Catholic League president William Donohue offered the following comment:
“On September 29, I wrote to candidate Fieger asking him to repudiate his remark that Jesus was ‘some goofball that got nailed to a cross,’ as well as his statement that Cardinal Adam Maida of Detroit was a ‘nut.’ On October 9, I received a letter from Stephen A. Hnat, senior policy advisor to Fieger, explaining that the ‘goofball’ comment was ‘a deliberate distortion by the Republican Party,’ and that the comment regarding Cardinal Maida ‘was clarified in an interview with a television station that he [Fieger] meant no offense to Catholics and that his choice of words [sic] were insensitive.’
“It is now obvious that Fieger’s previous record of Catholic bashing was never distorted by anyone and that his half-hearted apology to Cardinal Maida was dishonest.
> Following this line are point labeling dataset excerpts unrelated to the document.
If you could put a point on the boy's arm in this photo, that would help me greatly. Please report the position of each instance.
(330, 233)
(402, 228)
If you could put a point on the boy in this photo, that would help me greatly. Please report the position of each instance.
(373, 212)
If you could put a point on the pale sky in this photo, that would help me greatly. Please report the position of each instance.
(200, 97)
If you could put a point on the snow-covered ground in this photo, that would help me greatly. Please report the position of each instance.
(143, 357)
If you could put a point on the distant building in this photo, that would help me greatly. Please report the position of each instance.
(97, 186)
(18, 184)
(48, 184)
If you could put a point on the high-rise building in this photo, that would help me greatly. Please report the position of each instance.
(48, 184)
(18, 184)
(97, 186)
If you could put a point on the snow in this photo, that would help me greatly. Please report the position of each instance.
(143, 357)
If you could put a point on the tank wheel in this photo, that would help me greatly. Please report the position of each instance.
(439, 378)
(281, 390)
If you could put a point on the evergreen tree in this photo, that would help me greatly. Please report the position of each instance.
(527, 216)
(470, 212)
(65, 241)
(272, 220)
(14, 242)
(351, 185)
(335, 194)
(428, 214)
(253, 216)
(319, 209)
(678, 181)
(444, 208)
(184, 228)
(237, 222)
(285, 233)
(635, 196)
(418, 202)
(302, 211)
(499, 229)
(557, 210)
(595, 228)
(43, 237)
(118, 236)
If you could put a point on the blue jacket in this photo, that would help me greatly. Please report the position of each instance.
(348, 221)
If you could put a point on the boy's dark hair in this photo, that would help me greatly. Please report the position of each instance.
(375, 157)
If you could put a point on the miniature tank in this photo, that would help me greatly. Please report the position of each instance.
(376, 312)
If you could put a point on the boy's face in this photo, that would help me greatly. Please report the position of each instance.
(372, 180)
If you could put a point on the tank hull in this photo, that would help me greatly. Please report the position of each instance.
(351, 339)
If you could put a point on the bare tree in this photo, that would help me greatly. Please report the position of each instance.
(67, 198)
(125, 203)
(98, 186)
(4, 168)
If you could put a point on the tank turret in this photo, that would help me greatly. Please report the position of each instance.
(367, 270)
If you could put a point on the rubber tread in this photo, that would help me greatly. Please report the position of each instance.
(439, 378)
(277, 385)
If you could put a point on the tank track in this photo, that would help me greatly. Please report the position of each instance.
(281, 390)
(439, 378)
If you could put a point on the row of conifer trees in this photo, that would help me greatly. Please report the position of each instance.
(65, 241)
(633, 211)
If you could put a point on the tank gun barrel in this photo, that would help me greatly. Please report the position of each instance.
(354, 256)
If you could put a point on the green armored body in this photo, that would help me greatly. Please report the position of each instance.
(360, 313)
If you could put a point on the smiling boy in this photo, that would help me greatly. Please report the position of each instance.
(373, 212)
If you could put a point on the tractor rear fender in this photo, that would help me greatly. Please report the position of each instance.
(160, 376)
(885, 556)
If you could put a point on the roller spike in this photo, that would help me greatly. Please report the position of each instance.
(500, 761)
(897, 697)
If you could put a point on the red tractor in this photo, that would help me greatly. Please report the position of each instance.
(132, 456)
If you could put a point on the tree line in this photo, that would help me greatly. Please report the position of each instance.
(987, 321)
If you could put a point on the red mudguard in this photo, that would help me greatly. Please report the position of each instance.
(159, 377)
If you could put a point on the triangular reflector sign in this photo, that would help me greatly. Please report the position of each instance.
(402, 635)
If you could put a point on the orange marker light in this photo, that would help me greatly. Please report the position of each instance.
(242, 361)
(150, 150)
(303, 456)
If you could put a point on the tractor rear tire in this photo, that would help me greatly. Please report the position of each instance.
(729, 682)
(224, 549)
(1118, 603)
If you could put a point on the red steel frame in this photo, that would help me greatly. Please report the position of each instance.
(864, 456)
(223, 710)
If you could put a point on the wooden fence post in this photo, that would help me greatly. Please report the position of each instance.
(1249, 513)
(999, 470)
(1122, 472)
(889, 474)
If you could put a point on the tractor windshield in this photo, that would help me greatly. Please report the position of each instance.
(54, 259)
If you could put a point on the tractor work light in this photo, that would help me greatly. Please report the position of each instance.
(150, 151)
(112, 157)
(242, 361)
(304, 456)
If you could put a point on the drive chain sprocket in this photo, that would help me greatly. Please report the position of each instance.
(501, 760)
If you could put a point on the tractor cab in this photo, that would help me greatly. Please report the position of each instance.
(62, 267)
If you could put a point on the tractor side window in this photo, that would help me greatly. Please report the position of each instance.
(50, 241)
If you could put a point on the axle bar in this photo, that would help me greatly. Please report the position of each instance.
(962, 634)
Having gotten trounced by Governor Engler, Fieger is showing his true colors once again: he has no need to run from charges of bigotry anymore—all he has to do is be himself.
“If Fieger thinks that Catholics who exercise their free speech rights should disqualify the Catholic Church from its tax exempt status, then he should sue the Church. But he should also be prepared to meet the Catholic League in court. We’d be only too happy to teach this lawyer the meaning of the First Amendment.”
To his credit, Fieger invited William Donohue to debate him on December 2, which he did. The debate proved to be a lively exchange and ended on a cordial note.